Si Max Weber designaba a la iglesia como comunidad de creyentes y a la secta como comunidad de elegidos, esta última se concentra en la absolutización de la autoridad del archipreboste mayestático, y de esta guisa la supuesta gran capacidad intelectual, espiritual, o aun los poderes físicos del líder, hacen presa en los seguidores. Del escoliarca al grupo de colaboradores fanáticos más cercanos, y de éstos a los escolares, la enseñanza se vuelve un círculo cerrado en el que, si entras, ya no sales o, si sales, a veces lo haces con los pies por delante: salón Romerales, no sabes cuándo entras, ni sabes cuándo sales. En resumen: la doctrina por encima de la persona. En los casos de sectas pedagógicas de alta intensidad social se establecen subgrupos que reproducen unánimemente la santa doctrina limitando la autonomía y la autoridad de las personas un poco más críticas.

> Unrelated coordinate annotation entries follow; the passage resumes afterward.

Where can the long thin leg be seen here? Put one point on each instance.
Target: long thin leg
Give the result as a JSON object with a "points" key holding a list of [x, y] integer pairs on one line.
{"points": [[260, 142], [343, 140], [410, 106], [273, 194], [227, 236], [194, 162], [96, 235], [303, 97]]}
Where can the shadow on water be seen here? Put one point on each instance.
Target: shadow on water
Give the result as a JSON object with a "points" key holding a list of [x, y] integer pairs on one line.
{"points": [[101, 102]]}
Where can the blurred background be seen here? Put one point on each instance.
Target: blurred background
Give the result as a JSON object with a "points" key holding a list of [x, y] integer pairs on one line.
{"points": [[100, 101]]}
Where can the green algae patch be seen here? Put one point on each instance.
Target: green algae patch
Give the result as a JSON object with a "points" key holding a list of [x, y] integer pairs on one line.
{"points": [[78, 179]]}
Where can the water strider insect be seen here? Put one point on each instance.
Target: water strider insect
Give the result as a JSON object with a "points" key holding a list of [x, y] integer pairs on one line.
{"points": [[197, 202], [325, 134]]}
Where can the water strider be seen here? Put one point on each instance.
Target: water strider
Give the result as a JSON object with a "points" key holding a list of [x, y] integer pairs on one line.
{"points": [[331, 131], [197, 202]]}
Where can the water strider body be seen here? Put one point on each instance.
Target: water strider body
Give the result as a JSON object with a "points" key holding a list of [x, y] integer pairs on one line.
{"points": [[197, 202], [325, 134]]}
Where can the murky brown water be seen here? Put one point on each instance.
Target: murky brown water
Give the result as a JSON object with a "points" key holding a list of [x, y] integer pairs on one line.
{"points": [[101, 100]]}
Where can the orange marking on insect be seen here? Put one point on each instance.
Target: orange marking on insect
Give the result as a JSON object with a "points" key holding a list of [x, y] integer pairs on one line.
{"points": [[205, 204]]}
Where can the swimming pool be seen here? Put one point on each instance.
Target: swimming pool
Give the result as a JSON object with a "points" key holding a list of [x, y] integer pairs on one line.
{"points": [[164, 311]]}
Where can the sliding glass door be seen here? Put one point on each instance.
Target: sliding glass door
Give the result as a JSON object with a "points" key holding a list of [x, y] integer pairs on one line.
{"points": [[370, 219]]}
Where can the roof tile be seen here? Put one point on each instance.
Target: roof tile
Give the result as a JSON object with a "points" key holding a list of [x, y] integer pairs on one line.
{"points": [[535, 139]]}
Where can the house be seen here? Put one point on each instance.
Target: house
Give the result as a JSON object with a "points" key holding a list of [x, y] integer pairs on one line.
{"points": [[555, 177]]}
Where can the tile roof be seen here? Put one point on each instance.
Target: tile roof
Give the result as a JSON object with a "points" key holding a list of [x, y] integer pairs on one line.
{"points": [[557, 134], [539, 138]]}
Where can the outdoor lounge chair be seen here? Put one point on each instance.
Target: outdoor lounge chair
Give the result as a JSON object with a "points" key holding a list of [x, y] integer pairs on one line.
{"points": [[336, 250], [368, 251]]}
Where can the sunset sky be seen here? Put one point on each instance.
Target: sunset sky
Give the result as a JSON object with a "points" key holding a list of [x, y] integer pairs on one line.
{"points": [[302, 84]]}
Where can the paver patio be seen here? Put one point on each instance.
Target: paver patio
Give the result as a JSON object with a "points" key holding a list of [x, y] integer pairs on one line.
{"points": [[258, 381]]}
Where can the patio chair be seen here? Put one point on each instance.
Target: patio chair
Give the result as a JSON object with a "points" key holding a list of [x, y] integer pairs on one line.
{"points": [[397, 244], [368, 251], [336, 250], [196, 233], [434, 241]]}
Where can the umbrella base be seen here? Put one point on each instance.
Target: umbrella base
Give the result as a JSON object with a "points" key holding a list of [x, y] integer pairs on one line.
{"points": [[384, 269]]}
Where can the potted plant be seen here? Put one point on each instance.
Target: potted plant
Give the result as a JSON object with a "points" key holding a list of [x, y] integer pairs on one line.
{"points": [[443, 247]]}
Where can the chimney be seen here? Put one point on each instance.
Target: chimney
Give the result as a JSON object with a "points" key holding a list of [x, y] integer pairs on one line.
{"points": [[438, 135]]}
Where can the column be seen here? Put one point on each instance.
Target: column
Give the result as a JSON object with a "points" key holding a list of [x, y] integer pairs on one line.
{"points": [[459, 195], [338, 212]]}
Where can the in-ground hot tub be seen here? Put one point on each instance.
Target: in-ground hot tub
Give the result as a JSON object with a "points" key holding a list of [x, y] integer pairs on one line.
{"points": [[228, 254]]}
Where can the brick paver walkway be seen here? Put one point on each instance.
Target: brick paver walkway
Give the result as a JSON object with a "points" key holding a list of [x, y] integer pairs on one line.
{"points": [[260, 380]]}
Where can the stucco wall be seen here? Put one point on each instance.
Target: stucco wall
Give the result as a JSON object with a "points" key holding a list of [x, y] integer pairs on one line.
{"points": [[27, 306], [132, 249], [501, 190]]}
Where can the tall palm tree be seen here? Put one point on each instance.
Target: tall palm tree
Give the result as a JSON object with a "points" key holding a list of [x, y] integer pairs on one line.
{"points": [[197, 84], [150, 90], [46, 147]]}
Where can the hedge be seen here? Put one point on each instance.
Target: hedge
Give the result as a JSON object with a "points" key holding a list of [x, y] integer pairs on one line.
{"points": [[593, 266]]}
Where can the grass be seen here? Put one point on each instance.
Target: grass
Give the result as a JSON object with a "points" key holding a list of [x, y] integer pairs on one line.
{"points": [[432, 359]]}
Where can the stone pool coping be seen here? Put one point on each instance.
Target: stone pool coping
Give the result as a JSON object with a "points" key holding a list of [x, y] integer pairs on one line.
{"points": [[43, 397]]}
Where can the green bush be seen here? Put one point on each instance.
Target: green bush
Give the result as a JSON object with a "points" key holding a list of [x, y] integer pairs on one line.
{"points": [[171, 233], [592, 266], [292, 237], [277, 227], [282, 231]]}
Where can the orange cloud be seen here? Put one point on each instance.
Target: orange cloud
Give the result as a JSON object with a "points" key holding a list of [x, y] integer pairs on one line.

Por lo demás, nada es gratis, y la obtención de bienes derivados resulta grandísima gracias a la acumulación de propiedades por parte de los líderes a cambio de supuestos milagros a sus bienhechores, que devienen a su vez malefactores. Al final, lo que escribió Guadalupe Amor:

«Tal vez no fueron sino sensaciones
que fabricó un cerebro alucinado,
a causa de ignoradas vibraciones.
Ahora, hasta el paisaje se ha esfumado»1.

En lo que podríamos considerar el primer derecho penal romano se abrió desde el principio un debate sobre si hay que custodiar a los que custodian (quis custodiet custodes), habiendo opiniones muy diversas (auctores utroque trahunt, resumió Aulio en sus Noches áticas, obra tan celebrada por Hegel: «los autores de mi derecha dicen, sin embargo los de mi izquierda dicen»), pero la cuestión sigue ahí: ¿quién le pondrá el cascabel al gato? ¿El ratón asustadizo? ¿Su dueño y señor? Mucha tinta se ha derramado respecto a la cuestión de si es lícito matar a quien mata voluntariamente, algo que llevó a la escolástica jurídico-política española de máximo prestigio a justificar incluso el tiranicidio, y hace falta mucha sangre fría, mucho miedo, o mucha santidad para no justificar un atentado mortal contra Hitler para evitar sus genocidios. Al final, de todos modos, nuevamente auctores utroque trahunt, lisa y llanamente porque se trata de una posición dilemática, y en consecuencia, sin salida.

En efecto, el fondo de ojo de todo esto me parece estar en otra parte: resulta imposible acabar con todos los males del mundo, porque el mal puede ser todo el mundo, no sólo el maestro cavernícola, sino incluso el más refinado libertario pues, como es bien sabido, también andaban a la greña no pocos libertarios por cuestiones de liderazgo derivadas de la libre interpretación del sentido de la vida y de la muerte. Torturar a otro para que no torture, matar a alguien para que no mate más, enseñar al sectario a enseñar sin dogma, todo eso solamente puede hacerse desde fuera de esos sistemas, como lo formuló la paradoja de Gödel. Pero esos sistemas somos nosotros, y quizá la labor de la escuela debería consistir, además de enseñar matemáticas, en ayudar a conocerse a sí mismos y luego en ponerse a rezar. A eso he llegado como conclusión existencial. A la pureza no se va por la impoluta pureza, sino por el reconocimiento de la inidentidad. Lo siento.

1 Amor, G: Máscaras. In Howland, S: “Antología literaria de autores mexicanos”. Editorial Trillas, México, 1986, p. 488.